Bitcoin surges to new all-time high above $69,000, surpassing 2021 record

Bitcoin hit a new all-time high for the first time in more than two years, with this year’s rally accelerating on the back of Bitcoin ETFs and the upcoming halving event.

The cryptocurrency’s price topped $69,210 on Tuesday morning before pulling back, according to data from Coin Metrics. Last traded at $67,481. The flagship cryptocurrency hit a record high of $68,982.20 on November 10, 2021 -- almost a year after the catastrophic collapse of the once-famous FTX plunged the entire industry into its darkest hour.Alex Thorn, director of research at Galaxy Digital, said Bitcoin hitting another all-time high shows it is never going away. In the 15 years since its birth, Bitcoin has experienced four 75%+ corrections, only to rebound sharply each time.

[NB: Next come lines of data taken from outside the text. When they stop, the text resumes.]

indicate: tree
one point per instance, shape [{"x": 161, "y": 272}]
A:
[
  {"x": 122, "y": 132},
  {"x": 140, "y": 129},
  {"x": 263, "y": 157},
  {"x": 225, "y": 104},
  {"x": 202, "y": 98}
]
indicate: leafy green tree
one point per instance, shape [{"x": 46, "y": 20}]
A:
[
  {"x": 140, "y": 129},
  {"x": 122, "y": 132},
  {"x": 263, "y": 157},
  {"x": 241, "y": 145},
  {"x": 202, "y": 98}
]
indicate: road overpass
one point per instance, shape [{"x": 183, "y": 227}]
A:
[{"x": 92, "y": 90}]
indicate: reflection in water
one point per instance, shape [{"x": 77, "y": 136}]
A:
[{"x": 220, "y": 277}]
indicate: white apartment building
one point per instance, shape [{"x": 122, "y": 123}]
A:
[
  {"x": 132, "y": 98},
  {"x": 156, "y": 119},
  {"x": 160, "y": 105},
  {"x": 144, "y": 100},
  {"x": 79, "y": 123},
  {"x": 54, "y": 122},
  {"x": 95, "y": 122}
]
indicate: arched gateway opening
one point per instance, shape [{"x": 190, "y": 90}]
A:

Clara Medalie, head of research at cryptocurrency data provider Kaiko, echoed the sentiment, saying the new record is "an important psychological milestone" that demonstrates the cryptocurrency's extraordinary ability to rebound and continue to persevere despite significant headwinds.

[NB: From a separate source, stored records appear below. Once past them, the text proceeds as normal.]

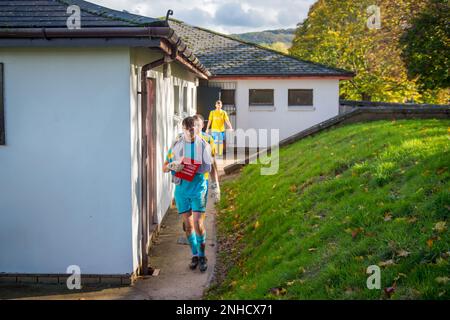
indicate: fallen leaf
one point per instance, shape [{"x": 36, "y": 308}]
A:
[
  {"x": 399, "y": 276},
  {"x": 412, "y": 219},
  {"x": 155, "y": 272},
  {"x": 356, "y": 232},
  {"x": 442, "y": 280},
  {"x": 386, "y": 263},
  {"x": 403, "y": 253},
  {"x": 389, "y": 291},
  {"x": 278, "y": 291},
  {"x": 440, "y": 227}
]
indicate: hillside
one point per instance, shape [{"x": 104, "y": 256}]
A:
[
  {"x": 364, "y": 194},
  {"x": 268, "y": 37}
]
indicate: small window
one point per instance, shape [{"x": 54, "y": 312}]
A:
[
  {"x": 2, "y": 117},
  {"x": 227, "y": 97},
  {"x": 300, "y": 97},
  {"x": 261, "y": 97},
  {"x": 185, "y": 99},
  {"x": 176, "y": 100}
]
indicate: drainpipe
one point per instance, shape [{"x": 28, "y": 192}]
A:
[{"x": 149, "y": 176}]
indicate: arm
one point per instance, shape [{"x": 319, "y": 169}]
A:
[
  {"x": 227, "y": 121},
  {"x": 165, "y": 166},
  {"x": 215, "y": 172}
]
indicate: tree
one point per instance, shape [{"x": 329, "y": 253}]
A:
[
  {"x": 426, "y": 46},
  {"x": 335, "y": 33}
]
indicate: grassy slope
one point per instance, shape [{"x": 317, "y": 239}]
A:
[{"x": 359, "y": 195}]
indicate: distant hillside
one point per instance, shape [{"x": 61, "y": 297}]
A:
[
  {"x": 268, "y": 37},
  {"x": 360, "y": 195}
]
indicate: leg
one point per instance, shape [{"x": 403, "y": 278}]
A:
[
  {"x": 199, "y": 224},
  {"x": 190, "y": 233}
]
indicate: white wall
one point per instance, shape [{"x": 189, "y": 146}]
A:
[
  {"x": 288, "y": 120},
  {"x": 168, "y": 125},
  {"x": 65, "y": 171}
]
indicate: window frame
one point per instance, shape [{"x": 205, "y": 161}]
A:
[
  {"x": 253, "y": 104},
  {"x": 233, "y": 91},
  {"x": 176, "y": 100},
  {"x": 185, "y": 100},
  {"x": 2, "y": 104},
  {"x": 301, "y": 105}
]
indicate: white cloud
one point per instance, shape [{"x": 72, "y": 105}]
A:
[{"x": 221, "y": 15}]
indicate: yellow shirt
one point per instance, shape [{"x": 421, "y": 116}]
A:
[
  {"x": 218, "y": 118},
  {"x": 209, "y": 140}
]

“The higher the value of Bitcoin, the more useful it is,” Thorn added. The higher the market cap and daily circulation of Bitcoin, the more it can support larger allocations. Bitcoin’s volatility continues to decrease over time, allowing for larger position sizes.

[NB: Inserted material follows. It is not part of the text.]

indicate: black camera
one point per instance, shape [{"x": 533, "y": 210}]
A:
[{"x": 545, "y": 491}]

Since early February, investors have been focusing on the key narrative themes behind the rise in Bitcoin prices.

Catalysts for the cryptocurrency's surge include a U.S. spot Bitcoin ETF that began trading earlier this year, as well as a tightening of Bitcoin supply ahead of the "halving" at the end of April. This event is intended to create a scarcity event around the asset. Bitcoin’s upward trend is accelerating this week.

The new record is a victory for an industry that has long suffered from reputational and regulatory risks, and just two years ago, when bankrupt crypto lenders dragged down cryptocurrency investors and cryptocurrency exchange FTX collapsed, it seemed that the entire industry 's darkest moment. In late 2022, just as traders were trying to gauge the possible impact of FTX, Bitcoin fell to its lowest point in two years. The cryptocurrency fell 64% that year and has been fighting to prove its legitimacy ever since.

Thorn said Bitcoin has always been underappreciated. He cited some opponents who have called Bitcoin a "bubble" and compared it to the "tulip mania" in the Netherlands in the 1600s. People have shown time and time again that they want a decentralized, programmatic, and scarce digital currency.

Needham analyst John Todaro said it could also signal the start of a new wave of retail investors re-engaging in the cryptocurrency market. He told CNBC, "Retail interest tends to be driven by momentum, and all-time highs are a key driver for more investment. Additionally, ironically, this may lead to more capital flows looking relatively Cheaper altcoins, he said.

Cryptocurrencies, led by Bitcoin, enjoyed a strong recovery in 2023, rising 157%. The digital asset was initially boosted by the regional banking crisis in the U.S. amid speculation that an ETF tracking the price of Bitcoin would gain approval from the U.S. Securities and Exchange Commission, giving it a tailwind.

Some investors remain skeptical about this young crypto asset class, how it is valued, or whether it has any intrinsic value. However, U.S. spot Bitcoin ETFs have given it legitimacy and popularity, with BlackRock’s iShares Bitcoin Trust (IBIT) surpassing $10 billion in assets under management last week.

However, with Bitcoin on fire, investors should be cautious entering this market as unrealized profit margins are approaching extreme levels.

Ed Tolson, founder and CEO of cryptocurrency hedge fund Kbit, said: The market is in the position of a sharp correction that could range from 10% to 20%. Any substantial decline will lead to continued liquidation in the cryptocurrency perpetual contract market, as retail investors have established leveraged long positions in these markets. This will make financing rates very high. Over the next few quarters, we expect BTC to perform well, but with a sharp correction on the way.

Oppenheimer's Owen Lau agrees.

He said: "The increase has been so large and so fast that we are cautious about a correction. But there are still catalysts supporting positive price action in the longer term.